Here is why I suspect that there may be a couple of nested stages:

image

mrocklin commented 6 years ago

Thought I'd check in here. @betatim or @glouppe do either of you have time to answer the questions above in https://github.com/dask/dask-ml/issues/300#issuecomment-405347553 ?

iaroslav-ai commented 6 years ago

Hi @mrocklin , here are some thoughts:

  1. I would say that simply using joblib + dask is good enough when fitting every model takes equal amount of time. In my experience it is not always true - for example, if I train a MLPClassifier model, then depending on number of neurons selected, the computations will take different amount of time. That would mean that some cores / workers will stay idle, until all computations in batch are finished. If the differences in computations are exponential, this means a lot of idle time.
  2. I do agree that approach like the one you suggested would work quite well. Essentially evaluation of _fit_and_score function, as is done here currently in a batch, would need to be done asynchronously. This could be done by replacing this line with a code which starts n_jobs computations in parallel, and waits for one of jobs to finish. As soon as the job is finished, the result of computation should be "told" to the instance of optimization algorithm given in optimizer, and then one needs to call ask in order to obtain a new point to evaluate. Also all the variables that store evaluation history in BayesSearchCV should be updated.
  3. I guess some larger dataset used with your code would be more telling - maybe MNIST?
  4. The overhead that you see for _tell is where the estimator which models the cross - validation score w.r.t. different parameters is updated. It might take some time, especially after a larger number of iterations are done. This overhead will always happen as when new points are added to the parameter optimizer algorithm.
iaroslav-ai commented 6 years ago

Hmm there is a bit more to 2. . There are multiple ways to sample multiple points to evaluate in parallel; We currently use a strategy called "constant liar". I will put here a relevant paper in a moment.

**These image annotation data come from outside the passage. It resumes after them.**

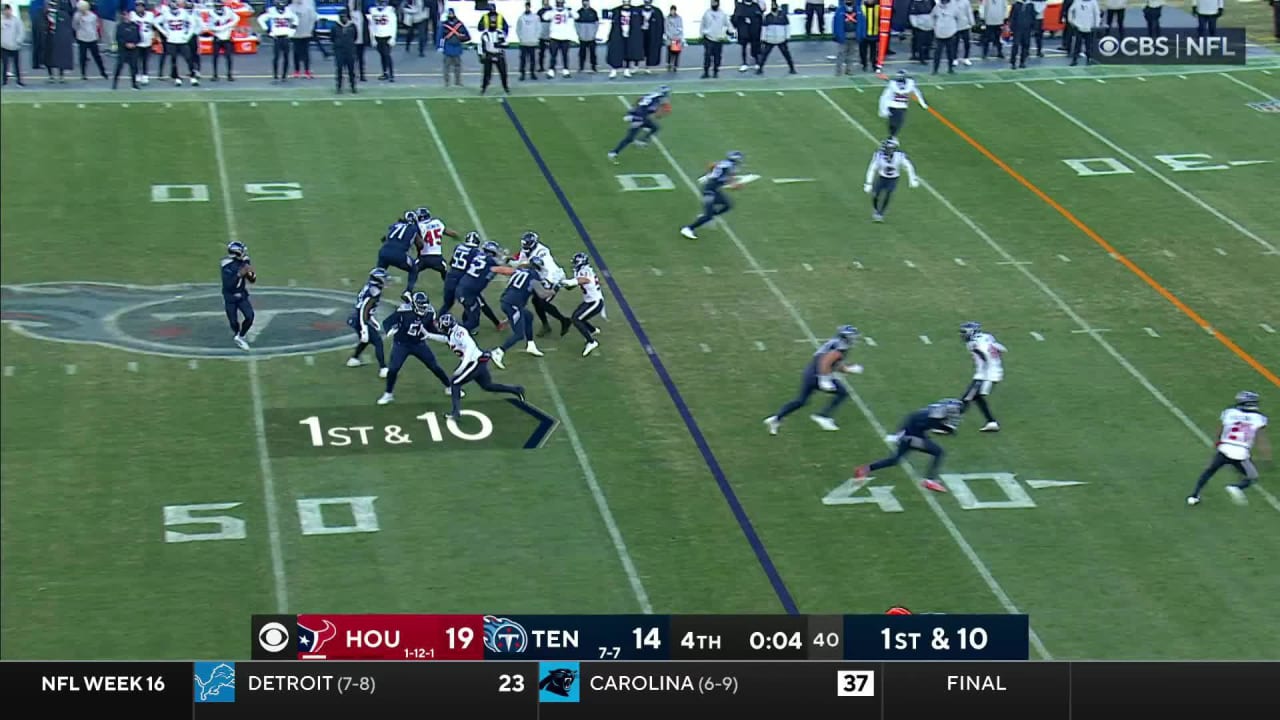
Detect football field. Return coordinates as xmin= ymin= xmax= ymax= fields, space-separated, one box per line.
xmin=0 ymin=68 xmax=1280 ymax=659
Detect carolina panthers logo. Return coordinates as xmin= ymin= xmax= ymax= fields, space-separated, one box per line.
xmin=0 ymin=282 xmax=355 ymax=360
xmin=538 ymin=667 xmax=577 ymax=697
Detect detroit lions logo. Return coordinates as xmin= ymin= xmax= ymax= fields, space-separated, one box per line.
xmin=0 ymin=282 xmax=351 ymax=360
xmin=538 ymin=667 xmax=577 ymax=697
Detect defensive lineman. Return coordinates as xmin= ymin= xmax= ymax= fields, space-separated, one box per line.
xmin=764 ymin=325 xmax=863 ymax=436
xmin=854 ymin=398 xmax=964 ymax=492
xmin=680 ymin=150 xmax=742 ymax=240
xmin=609 ymin=85 xmax=671 ymax=163
xmin=430 ymin=314 xmax=525 ymax=420
xmin=378 ymin=292 xmax=452 ymax=405
xmin=863 ymin=137 xmax=920 ymax=223
xmin=1187 ymin=391 xmax=1271 ymax=505
xmin=960 ymin=322 xmax=1009 ymax=433
xmin=879 ymin=70 xmax=929 ymax=137
xmin=221 ymin=242 xmax=257 ymax=350
xmin=561 ymin=252 xmax=604 ymax=357
xmin=347 ymin=268 xmax=387 ymax=378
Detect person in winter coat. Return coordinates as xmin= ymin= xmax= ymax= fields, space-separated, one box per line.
xmin=573 ymin=0 xmax=600 ymax=73
xmin=401 ymin=0 xmax=427 ymax=58
xmin=831 ymin=0 xmax=863 ymax=76
xmin=906 ymin=0 xmax=937 ymax=65
xmin=1066 ymin=0 xmax=1100 ymax=65
xmin=979 ymin=0 xmax=1005 ymax=60
xmin=329 ymin=8 xmax=360 ymax=89
xmin=291 ymin=0 xmax=317 ymax=79
xmin=1009 ymin=0 xmax=1036 ymax=68
xmin=1106 ymin=0 xmax=1129 ymax=37
xmin=755 ymin=3 xmax=796 ymax=76
xmin=516 ymin=0 xmax=543 ymax=79
xmin=72 ymin=0 xmax=106 ymax=79
xmin=663 ymin=5 xmax=685 ymax=73
xmin=699 ymin=0 xmax=730 ymax=79
xmin=932 ymin=0 xmax=970 ymax=74
xmin=1192 ymin=0 xmax=1222 ymax=37
xmin=435 ymin=8 xmax=471 ymax=87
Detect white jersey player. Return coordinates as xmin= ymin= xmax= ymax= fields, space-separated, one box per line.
xmin=1187 ymin=391 xmax=1271 ymax=505
xmin=960 ymin=323 xmax=1009 ymax=433
xmin=863 ymin=137 xmax=920 ymax=223
xmin=512 ymin=232 xmax=577 ymax=337
xmin=879 ymin=70 xmax=929 ymax=137
xmin=561 ymin=252 xmax=604 ymax=357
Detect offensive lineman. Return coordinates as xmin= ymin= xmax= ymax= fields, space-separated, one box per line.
xmin=863 ymin=137 xmax=920 ymax=223
xmin=561 ymin=252 xmax=604 ymax=357
xmin=1187 ymin=391 xmax=1271 ymax=505
xmin=680 ymin=150 xmax=742 ymax=240
xmin=960 ymin=322 xmax=1009 ymax=433
xmin=764 ymin=325 xmax=863 ymax=436
xmin=879 ymin=70 xmax=929 ymax=137
xmin=854 ymin=398 xmax=964 ymax=492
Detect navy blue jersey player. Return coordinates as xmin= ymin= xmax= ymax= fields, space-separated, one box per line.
xmin=680 ymin=150 xmax=742 ymax=240
xmin=378 ymin=210 xmax=419 ymax=296
xmin=764 ymin=325 xmax=863 ymax=436
xmin=221 ymin=242 xmax=257 ymax=350
xmin=854 ymin=398 xmax=964 ymax=492
xmin=609 ymin=85 xmax=671 ymax=163
xmin=489 ymin=255 xmax=545 ymax=368
xmin=347 ymin=268 xmax=387 ymax=378
xmin=458 ymin=240 xmax=516 ymax=332
xmin=378 ymin=292 xmax=451 ymax=405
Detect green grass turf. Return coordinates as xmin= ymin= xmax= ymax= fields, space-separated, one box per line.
xmin=0 ymin=65 xmax=1280 ymax=659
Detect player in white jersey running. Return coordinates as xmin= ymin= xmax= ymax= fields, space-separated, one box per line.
xmin=960 ymin=323 xmax=1009 ymax=433
xmin=879 ymin=70 xmax=929 ymax=137
xmin=426 ymin=313 xmax=525 ymax=421
xmin=863 ymin=137 xmax=920 ymax=223
xmin=1187 ymin=391 xmax=1271 ymax=505
xmin=561 ymin=252 xmax=604 ymax=357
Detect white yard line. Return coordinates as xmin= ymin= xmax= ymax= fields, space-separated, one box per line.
xmin=1016 ymin=82 xmax=1280 ymax=252
xmin=417 ymin=100 xmax=653 ymax=607
xmin=209 ymin=102 xmax=289 ymax=612
xmin=818 ymin=90 xmax=1280 ymax=510
xmin=629 ymin=95 xmax=1052 ymax=660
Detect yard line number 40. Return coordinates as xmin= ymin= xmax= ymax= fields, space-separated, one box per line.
xmin=164 ymin=496 xmax=380 ymax=542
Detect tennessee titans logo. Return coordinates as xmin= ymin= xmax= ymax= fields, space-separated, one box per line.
xmin=298 ymin=620 xmax=338 ymax=655
xmin=484 ymin=615 xmax=529 ymax=653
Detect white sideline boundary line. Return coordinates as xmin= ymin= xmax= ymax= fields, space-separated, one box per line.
xmin=818 ymin=90 xmax=1280 ymax=511
xmin=209 ymin=102 xmax=289 ymax=612
xmin=1015 ymin=82 xmax=1280 ymax=254
xmin=618 ymin=91 xmax=1052 ymax=660
xmin=417 ymin=100 xmax=653 ymax=607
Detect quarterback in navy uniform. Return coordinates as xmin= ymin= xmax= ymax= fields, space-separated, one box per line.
xmin=221 ymin=242 xmax=257 ymax=350
xmin=347 ymin=268 xmax=387 ymax=378
xmin=764 ymin=325 xmax=863 ymax=436
xmin=609 ymin=85 xmax=671 ymax=163
xmin=489 ymin=255 xmax=543 ymax=369
xmin=854 ymin=398 xmax=964 ymax=492
xmin=378 ymin=210 xmax=420 ymax=299
xmin=431 ymin=314 xmax=525 ymax=420
xmin=378 ymin=292 xmax=451 ymax=405
xmin=458 ymin=240 xmax=516 ymax=332
xmin=680 ymin=150 xmax=742 ymax=240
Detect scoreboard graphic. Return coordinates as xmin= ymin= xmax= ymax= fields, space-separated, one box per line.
xmin=0 ymin=609 xmax=1280 ymax=720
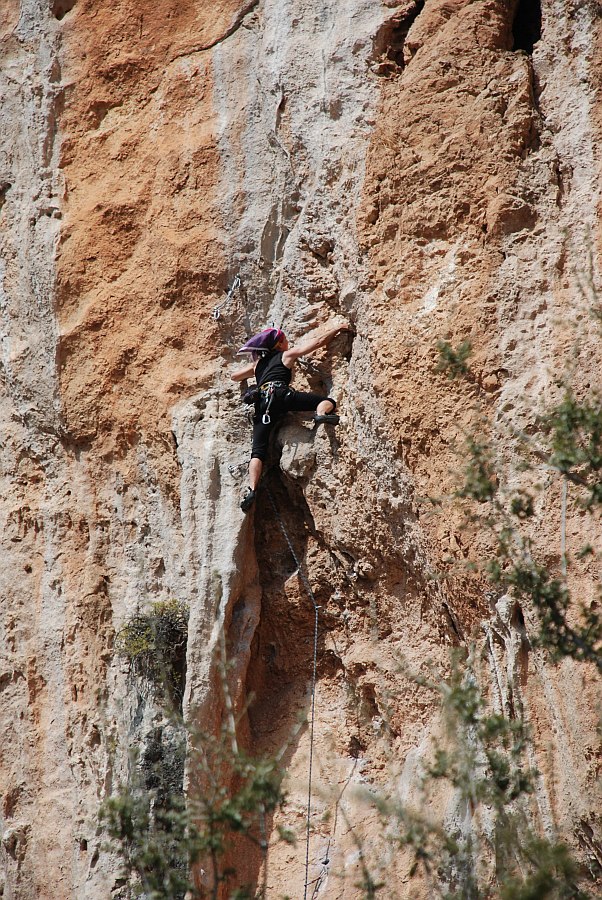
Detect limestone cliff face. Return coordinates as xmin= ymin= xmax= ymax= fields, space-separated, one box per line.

iaroslav-ai commented 6 years ago

You can see the strategy in here (search for "constant liar" in the document). Essentially, with classical Bayesian Optimization approach, you can get only one point to evaluate, without updating the underlying model of the costly objective. What people do is they supply a "fake" objective value for a parameter that was suggested by the BO algorithm. This allows to sample a different point. A process is repeated untill you have sufficient number of points.

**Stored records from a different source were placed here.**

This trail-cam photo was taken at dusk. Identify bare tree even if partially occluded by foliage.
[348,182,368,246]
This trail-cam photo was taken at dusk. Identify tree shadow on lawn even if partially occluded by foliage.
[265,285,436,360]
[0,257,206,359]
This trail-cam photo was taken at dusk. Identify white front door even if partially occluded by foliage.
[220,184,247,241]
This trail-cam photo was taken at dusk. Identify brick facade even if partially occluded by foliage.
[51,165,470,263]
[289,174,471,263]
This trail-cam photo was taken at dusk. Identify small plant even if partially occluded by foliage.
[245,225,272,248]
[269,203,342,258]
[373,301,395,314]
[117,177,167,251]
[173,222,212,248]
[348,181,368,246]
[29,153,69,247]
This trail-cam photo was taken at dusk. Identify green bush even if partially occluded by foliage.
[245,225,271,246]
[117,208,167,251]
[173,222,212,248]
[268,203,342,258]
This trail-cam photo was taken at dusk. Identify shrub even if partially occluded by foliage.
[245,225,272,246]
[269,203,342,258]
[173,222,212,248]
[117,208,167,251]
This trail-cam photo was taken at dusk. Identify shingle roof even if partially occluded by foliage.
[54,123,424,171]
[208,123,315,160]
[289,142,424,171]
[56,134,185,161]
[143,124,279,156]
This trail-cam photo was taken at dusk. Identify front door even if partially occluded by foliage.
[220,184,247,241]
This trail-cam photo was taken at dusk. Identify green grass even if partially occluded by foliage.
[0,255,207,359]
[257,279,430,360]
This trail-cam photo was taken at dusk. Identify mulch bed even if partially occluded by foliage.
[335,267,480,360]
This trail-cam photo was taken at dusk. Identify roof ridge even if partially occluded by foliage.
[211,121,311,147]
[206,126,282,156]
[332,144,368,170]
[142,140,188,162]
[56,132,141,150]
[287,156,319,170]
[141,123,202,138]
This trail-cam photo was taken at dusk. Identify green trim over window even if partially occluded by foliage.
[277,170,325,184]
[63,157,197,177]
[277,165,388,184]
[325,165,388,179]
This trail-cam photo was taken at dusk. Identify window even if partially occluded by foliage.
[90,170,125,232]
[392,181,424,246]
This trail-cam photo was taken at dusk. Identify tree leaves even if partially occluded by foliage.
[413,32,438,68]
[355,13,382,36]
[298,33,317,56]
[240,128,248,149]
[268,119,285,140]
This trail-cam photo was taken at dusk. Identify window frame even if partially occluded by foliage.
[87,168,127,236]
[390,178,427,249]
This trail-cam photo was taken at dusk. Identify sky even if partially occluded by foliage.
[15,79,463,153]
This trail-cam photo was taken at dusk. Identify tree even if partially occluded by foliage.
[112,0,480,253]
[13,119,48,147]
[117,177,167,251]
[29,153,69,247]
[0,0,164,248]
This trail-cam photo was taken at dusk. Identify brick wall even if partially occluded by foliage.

iaroslav-ai commented 6 years ago

This is done here for example in the scikit-optimize code. One would need to do something similar in order to get initial batch of points to evaluate, and in order to generate new points when multiple processes are not finished.

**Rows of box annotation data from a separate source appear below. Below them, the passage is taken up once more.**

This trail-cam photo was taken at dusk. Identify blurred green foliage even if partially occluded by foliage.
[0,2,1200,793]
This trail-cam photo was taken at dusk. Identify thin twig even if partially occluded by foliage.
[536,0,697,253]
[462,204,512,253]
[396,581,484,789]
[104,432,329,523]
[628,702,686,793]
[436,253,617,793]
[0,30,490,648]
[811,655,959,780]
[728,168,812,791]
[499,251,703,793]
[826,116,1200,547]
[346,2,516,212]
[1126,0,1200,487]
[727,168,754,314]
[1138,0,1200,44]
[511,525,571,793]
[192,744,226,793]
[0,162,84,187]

iaroslav-ai commented 6 years ago

So to elaborate on your comment, the following is happening:

iaroslav-ai commented 6 years ago

About nested stages: what you might see is that the surrogate of the objective is being minimized multiple times using LBFGS with random starting points, in order to avoid to reasonable extent local minima problem. The blue rectangles are the calls to minimization functions, right?